W końcu się zmobilizowałam i z wysokości mojego balkonu, po przyjemnej i troszkę męczącej wycieczce rowerowej, zabieram się do nadrabiania zaległości i publikowania tego, co zalega. Zaczynam od mojego pierwszego wakacyjnego obiadu - brokuł w cieście, a cały wic polegał na tym, że ciasto było koperkowe. Jak dla mnie trochę słodkawe ( może za dużo koperku?). Ową słodkawość łamał jednak mój sos czosnkowy, który wreszcie mi smakuje, jak robię go sama, bo bardzo długo uważałam, że jakoś innym wychodzi lepiej.:)
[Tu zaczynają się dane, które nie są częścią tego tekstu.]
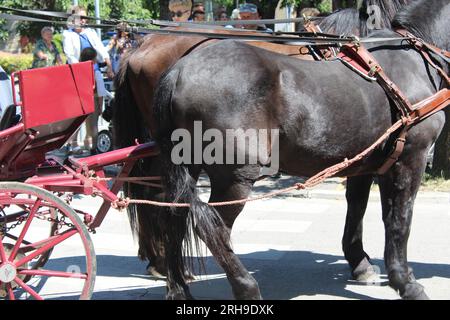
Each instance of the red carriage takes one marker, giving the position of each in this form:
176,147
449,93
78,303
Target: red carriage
36,219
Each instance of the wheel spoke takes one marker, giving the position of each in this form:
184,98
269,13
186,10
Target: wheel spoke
24,230
52,273
36,245
27,288
10,292
58,239
2,251
13,237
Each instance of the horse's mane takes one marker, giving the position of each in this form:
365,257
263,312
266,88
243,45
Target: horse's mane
354,21
420,17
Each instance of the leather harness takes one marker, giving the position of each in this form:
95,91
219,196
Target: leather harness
362,61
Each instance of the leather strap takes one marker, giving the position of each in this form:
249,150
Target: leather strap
420,46
363,60
326,52
367,61
396,152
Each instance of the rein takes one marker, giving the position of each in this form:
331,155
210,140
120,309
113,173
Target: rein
360,58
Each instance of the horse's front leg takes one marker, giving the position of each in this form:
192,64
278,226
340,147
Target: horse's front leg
357,195
398,190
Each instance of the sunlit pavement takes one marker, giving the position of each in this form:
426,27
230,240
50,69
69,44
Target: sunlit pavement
291,245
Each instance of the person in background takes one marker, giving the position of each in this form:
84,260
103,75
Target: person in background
118,45
75,40
46,53
180,10
249,11
198,16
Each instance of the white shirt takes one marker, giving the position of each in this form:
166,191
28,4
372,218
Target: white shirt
71,45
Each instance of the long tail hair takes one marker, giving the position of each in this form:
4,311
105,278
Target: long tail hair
200,221
353,21
127,127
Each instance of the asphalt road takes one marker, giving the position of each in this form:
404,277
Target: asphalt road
291,245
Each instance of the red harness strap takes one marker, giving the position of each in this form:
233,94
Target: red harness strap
422,47
363,61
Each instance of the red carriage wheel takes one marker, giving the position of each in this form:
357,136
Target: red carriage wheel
26,214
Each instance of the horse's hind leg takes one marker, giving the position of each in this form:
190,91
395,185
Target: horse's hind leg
228,186
398,189
358,190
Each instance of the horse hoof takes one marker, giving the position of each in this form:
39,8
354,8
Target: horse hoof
178,295
366,273
414,291
155,273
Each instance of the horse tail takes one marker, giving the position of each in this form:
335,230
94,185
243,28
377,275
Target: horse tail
127,127
186,226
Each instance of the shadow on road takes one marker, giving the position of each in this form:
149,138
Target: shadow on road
287,276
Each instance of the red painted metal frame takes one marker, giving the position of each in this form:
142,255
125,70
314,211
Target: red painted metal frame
77,177
54,102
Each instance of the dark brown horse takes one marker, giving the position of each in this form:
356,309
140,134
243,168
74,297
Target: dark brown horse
136,84
318,125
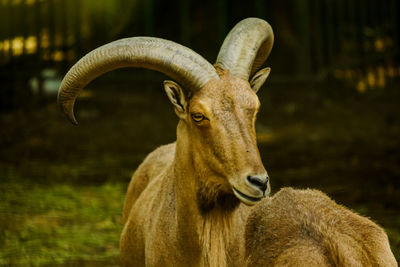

Poniżej fotka i link do przepisu, jakby ktoś poczuł się zainspirowany.:)
http://jaksliwkawkompot.blox.pl/2009/07/Brokuly-w-ciescie-koperkowym.html
Btw - brokuł czy brokuły? SPP głosi, że wprawdzie brokuł, ale zwykle występuje w liczbie mnogiej. Jak dla mnie - jeśli przyrządzę 3 "główki" to powiem, że BROKUŁY, jeśli jedną, to brokuł.:)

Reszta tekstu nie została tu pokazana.